New Azure ILB Feature Allows You To Build A Multi-Instance SQL Server Failover Cluster In Azure

The new feature, Cloud Witness is my favourite at the moment. Before we look at the new quorum features in Windows Server 2016, I think it is important to know where we came from. In my previous post Understanding the Windows Server Failover Cluster Quorum in Windows Server 2012 R2 I went into some great detail regarding the history and evolution of the cluster quorum. I suggest you review that post to understand how the quorum works in Windows Server 2012 R2. Also, how the new features of Windows Server 2016 are going to make your cluster deployments even more resilient.

Cloud Witness

A Cloud Witness allows you to leverage Azure Blob Storage to act as a witness for your cluster. This witness would be in place of a Disk Witness or File Share Witness. The configuration of a Cloud Witness is extremely easy. From my experience costs next to nothing to host in Azure. The only downside is that the cluster nodes will need to be able to communicate over the internet to with your Azure Blob Storage. Very often cluster nodes are forbidden to communicate over to the public internet. So you will need to coordinate with your security team if you want to enable a Cloud Witness.

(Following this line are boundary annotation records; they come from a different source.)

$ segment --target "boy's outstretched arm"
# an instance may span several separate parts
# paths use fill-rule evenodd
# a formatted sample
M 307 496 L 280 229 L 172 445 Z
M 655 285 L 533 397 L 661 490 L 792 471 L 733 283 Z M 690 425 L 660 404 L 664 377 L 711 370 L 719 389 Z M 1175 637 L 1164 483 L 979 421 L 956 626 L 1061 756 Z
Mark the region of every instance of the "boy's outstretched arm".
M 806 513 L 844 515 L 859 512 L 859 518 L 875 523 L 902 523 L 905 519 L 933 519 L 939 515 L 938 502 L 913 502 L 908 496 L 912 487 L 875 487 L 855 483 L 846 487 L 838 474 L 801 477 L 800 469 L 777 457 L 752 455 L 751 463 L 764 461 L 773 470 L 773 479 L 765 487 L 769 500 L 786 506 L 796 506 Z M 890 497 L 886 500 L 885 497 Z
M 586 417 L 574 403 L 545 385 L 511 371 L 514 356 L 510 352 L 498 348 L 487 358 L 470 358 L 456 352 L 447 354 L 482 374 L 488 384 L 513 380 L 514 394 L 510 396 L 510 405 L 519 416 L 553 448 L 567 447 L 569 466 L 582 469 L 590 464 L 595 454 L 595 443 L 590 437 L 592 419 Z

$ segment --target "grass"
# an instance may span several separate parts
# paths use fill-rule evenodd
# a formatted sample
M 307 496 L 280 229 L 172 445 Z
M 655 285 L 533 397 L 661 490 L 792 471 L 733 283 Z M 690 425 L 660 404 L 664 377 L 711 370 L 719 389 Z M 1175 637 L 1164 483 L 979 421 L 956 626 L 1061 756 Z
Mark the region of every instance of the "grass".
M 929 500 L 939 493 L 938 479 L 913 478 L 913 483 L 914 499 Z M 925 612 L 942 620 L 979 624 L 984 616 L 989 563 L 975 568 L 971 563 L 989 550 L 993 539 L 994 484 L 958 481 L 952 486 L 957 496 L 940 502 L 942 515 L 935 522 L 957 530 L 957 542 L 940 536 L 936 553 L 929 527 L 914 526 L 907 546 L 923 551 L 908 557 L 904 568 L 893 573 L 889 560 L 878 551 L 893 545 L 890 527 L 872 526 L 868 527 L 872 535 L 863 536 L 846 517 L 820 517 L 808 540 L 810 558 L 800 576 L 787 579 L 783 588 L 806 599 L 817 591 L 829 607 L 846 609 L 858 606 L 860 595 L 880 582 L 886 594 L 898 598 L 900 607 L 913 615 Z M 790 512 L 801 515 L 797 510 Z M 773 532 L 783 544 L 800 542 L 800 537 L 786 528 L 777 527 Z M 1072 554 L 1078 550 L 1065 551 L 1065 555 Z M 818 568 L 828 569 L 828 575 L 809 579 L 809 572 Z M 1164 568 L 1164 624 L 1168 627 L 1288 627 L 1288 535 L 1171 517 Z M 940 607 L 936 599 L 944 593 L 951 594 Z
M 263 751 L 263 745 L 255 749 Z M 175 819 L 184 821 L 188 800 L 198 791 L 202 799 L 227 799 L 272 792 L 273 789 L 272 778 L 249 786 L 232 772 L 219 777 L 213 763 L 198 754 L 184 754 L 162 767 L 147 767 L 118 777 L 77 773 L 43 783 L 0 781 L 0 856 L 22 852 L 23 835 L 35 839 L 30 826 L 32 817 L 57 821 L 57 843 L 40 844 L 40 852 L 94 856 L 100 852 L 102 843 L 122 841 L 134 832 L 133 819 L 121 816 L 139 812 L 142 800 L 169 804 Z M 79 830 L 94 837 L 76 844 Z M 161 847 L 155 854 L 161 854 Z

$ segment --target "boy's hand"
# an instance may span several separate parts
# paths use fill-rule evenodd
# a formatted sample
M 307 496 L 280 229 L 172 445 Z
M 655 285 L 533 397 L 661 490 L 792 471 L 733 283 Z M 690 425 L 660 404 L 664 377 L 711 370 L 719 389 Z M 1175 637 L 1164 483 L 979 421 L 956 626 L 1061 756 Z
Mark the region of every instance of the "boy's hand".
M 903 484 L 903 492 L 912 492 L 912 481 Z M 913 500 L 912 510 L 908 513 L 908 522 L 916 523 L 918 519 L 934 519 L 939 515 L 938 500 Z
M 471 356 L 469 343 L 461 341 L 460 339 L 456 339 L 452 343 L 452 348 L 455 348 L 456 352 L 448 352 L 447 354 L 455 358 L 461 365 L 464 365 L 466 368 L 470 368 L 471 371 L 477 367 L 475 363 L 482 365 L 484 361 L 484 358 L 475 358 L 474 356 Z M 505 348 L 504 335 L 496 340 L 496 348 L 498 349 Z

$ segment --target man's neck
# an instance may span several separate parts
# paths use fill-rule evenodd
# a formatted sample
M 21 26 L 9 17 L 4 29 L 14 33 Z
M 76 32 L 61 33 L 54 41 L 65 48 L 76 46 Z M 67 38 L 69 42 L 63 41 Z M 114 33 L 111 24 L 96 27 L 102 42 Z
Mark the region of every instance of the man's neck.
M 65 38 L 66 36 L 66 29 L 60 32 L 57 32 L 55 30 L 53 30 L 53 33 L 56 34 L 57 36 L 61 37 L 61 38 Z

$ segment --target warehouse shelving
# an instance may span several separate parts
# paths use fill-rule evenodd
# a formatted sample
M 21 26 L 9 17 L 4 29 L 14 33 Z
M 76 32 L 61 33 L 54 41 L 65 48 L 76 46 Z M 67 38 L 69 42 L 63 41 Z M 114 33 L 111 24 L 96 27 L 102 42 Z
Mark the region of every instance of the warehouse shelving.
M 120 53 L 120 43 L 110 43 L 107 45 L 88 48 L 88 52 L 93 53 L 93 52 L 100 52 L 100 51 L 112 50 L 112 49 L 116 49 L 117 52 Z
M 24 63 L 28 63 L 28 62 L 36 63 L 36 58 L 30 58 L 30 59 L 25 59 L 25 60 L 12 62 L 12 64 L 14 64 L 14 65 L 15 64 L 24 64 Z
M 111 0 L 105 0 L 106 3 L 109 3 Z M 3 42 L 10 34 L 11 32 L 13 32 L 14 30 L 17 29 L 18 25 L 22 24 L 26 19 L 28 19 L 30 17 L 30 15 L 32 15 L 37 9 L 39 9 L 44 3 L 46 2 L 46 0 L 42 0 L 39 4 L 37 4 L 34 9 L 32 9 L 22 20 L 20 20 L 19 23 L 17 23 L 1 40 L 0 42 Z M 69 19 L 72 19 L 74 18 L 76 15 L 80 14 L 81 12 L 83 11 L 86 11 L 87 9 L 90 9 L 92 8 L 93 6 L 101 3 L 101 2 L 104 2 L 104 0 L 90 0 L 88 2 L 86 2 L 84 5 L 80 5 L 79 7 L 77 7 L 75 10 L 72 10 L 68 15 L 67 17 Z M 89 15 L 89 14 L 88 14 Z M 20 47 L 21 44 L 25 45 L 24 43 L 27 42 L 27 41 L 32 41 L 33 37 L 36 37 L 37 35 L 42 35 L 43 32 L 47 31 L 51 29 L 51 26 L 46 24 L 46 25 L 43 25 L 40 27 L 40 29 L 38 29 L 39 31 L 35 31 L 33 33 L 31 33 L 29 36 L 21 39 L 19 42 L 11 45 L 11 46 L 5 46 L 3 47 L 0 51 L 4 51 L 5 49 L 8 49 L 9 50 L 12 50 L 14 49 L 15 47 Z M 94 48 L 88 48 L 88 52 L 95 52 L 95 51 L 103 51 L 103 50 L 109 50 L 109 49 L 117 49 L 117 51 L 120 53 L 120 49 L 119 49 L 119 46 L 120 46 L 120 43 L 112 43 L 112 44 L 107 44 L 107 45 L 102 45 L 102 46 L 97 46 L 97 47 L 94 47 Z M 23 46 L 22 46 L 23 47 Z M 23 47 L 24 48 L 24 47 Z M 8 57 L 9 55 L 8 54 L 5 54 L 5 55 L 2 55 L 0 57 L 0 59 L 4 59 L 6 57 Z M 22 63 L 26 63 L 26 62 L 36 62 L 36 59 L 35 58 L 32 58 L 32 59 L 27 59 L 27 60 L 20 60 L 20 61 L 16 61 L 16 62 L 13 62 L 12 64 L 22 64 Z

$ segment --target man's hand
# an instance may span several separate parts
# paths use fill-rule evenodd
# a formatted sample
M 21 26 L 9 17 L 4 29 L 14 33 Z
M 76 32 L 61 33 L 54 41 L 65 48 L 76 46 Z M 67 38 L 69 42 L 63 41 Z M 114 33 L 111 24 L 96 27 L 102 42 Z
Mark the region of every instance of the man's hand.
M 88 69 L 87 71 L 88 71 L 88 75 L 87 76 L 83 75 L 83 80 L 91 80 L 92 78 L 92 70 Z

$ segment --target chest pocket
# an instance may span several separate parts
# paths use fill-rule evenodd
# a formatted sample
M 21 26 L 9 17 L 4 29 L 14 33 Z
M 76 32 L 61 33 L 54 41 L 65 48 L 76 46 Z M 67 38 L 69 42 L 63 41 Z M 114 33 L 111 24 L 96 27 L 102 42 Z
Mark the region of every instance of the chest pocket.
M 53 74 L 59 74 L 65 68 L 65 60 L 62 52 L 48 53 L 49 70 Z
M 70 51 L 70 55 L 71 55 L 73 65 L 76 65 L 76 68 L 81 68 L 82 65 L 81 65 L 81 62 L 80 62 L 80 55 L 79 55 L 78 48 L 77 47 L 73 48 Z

There are many compelling reasons for using a Cloud Witness to build the Multi-Instance SQL Server Failover Cluster In Azure. But for me it makes most sense in three very specific environments: Failover Cluster in Azure, Branch Office Clusters, and Multisite Clusters.

On A Closer Look

Let’s take a look at each of these scenarios to see how a Cloud Witness can help.

New ILB Feature For Multi-Instance SQL Server Failover Cluster In Azure — Figure 1 – When you’re trying to build Multi-Instance SQL Server Failover Cluster In Azure, the cloud witness storage account should always be configured Locally Redundant Storage (LRS)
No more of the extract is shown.